Chapter 6 divides Saskatchewan between haves and have-nots. There are many more have-nots. Then taken together Chapters 7 and 8 claims to instruct readers on how to keep people poor, and also how the rich stay rich. Could there be subjects more instructively useful, and thus unfit textbook for grade school? Finally Chapter 9 tells us what we all are intelligent enough to understand in “Time is Running Out.” That is what M&S and Adams titled the final chapter. From our place in the twenty-second century, as mentioned, that time lapsed. Readers therefore wind up with even more quality Generation X history.


Jeremy Tompkins’  Canadian Mockingbird: Exposing Censorship and Textbook-Mediated Social Engineering, the 223-page nonfiction book describing a program of covert public school textbook censorship during Baby Boomer and Generation X eras is now available. The program regularly ignored the panel consensus of paid subject specialists, defying domestic and international protections.

Notes

[1] This scene could have appeared at either of my grandparents’ houses, in the Owen Sound area, in the time before my 1974 birth, and for a short while afterwards.

[2] Evaluation record of THE POVERTY WALL, February 19, 1971, B145049, RG 2-243-4, AO.

[3] Ian Adams, THE POVERTY WALL (Toronto: McClelland & Stewart, 1970), 15.
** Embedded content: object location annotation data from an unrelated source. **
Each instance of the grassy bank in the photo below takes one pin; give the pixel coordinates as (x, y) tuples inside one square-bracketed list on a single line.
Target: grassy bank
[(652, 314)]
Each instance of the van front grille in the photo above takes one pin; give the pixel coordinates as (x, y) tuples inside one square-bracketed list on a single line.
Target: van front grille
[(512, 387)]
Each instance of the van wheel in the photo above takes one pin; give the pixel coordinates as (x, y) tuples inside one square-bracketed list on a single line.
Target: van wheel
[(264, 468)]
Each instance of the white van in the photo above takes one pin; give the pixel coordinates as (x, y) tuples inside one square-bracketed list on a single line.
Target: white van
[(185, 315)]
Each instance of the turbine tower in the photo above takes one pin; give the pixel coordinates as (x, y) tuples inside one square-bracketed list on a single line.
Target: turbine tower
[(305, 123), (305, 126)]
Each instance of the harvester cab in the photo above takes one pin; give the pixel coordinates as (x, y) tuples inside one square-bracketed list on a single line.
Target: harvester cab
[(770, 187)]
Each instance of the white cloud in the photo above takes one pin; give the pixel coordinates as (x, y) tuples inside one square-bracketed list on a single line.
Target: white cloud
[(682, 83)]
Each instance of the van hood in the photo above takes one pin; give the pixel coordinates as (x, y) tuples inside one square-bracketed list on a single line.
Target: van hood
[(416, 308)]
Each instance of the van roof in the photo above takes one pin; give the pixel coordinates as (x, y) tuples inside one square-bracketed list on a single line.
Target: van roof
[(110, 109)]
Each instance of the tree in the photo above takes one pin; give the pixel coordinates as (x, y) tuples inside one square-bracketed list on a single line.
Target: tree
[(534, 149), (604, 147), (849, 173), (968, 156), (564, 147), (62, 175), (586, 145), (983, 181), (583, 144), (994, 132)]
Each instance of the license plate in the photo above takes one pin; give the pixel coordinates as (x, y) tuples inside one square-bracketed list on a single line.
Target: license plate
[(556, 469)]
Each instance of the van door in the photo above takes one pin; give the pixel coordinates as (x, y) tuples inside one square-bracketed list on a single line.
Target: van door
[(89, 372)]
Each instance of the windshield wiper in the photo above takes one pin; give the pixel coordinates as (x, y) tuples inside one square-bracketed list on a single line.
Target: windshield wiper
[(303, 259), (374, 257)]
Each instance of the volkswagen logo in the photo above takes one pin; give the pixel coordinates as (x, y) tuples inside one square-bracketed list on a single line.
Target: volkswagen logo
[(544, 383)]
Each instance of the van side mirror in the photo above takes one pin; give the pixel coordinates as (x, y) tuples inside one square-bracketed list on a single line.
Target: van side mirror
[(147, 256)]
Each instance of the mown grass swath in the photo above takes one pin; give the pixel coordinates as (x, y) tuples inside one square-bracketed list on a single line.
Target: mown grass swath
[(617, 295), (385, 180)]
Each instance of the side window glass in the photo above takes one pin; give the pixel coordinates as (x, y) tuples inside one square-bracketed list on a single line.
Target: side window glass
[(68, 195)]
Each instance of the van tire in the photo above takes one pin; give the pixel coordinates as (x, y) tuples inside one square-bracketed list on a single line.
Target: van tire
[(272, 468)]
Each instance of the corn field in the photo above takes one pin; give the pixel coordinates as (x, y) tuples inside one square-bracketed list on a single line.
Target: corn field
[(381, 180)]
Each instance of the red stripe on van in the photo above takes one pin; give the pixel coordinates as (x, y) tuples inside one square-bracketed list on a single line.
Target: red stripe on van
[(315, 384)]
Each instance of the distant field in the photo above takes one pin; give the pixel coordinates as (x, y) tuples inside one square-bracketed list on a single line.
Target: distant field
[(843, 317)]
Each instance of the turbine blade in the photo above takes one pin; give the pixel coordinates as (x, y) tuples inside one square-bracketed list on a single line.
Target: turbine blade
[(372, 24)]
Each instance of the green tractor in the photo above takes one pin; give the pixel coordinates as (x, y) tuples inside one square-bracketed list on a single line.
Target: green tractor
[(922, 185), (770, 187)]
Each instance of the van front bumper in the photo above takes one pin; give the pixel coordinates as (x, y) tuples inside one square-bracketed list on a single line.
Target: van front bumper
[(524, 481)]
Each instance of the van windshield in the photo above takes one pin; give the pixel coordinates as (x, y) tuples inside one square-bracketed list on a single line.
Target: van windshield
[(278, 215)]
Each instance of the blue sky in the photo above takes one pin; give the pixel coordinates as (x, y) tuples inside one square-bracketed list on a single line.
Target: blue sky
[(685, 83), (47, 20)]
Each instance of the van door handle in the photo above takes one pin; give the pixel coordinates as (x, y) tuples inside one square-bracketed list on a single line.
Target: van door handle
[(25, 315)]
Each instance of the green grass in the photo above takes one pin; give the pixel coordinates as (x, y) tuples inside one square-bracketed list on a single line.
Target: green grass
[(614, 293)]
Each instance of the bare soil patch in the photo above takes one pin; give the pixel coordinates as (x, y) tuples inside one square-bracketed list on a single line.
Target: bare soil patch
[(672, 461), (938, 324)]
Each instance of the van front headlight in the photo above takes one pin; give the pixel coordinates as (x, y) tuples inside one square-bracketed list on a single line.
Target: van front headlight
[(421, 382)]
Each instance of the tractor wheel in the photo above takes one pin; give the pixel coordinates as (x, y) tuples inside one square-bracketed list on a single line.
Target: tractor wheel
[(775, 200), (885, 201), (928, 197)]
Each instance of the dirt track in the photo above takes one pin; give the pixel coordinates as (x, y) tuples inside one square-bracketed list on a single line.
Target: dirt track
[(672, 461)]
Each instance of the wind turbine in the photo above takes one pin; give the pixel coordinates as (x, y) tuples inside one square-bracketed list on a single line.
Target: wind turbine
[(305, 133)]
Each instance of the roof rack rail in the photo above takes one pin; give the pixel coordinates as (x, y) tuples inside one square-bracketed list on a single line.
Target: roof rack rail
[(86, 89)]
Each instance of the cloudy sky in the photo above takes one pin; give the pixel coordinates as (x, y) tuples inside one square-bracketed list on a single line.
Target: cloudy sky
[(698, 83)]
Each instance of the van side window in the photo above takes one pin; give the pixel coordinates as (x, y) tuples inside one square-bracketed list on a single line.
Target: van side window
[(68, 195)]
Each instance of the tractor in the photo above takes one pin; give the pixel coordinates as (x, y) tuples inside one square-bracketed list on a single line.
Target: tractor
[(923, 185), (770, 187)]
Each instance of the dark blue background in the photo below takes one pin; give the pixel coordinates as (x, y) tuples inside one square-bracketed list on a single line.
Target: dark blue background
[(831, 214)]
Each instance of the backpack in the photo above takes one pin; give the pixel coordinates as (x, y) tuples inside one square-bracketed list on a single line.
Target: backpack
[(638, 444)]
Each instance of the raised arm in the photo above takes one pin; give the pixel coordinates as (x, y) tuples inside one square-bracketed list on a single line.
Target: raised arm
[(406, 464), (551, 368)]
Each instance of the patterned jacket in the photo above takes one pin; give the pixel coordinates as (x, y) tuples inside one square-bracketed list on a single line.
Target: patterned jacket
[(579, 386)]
[4] The largest lecture hall at Peterborough, Ontario’s Trent University (when I attended) was Wenjack Theatre. At one time it was proposed there be a college named in memory of the Ojibway boy. Ian Adams also spent his final years in the city. If recently you’ve heard of Charlie Wenjack, it may have been because after Gord Downie found his story, and until his own 2017 death, The Tragically Hip lead singer become involved in related philanthropy.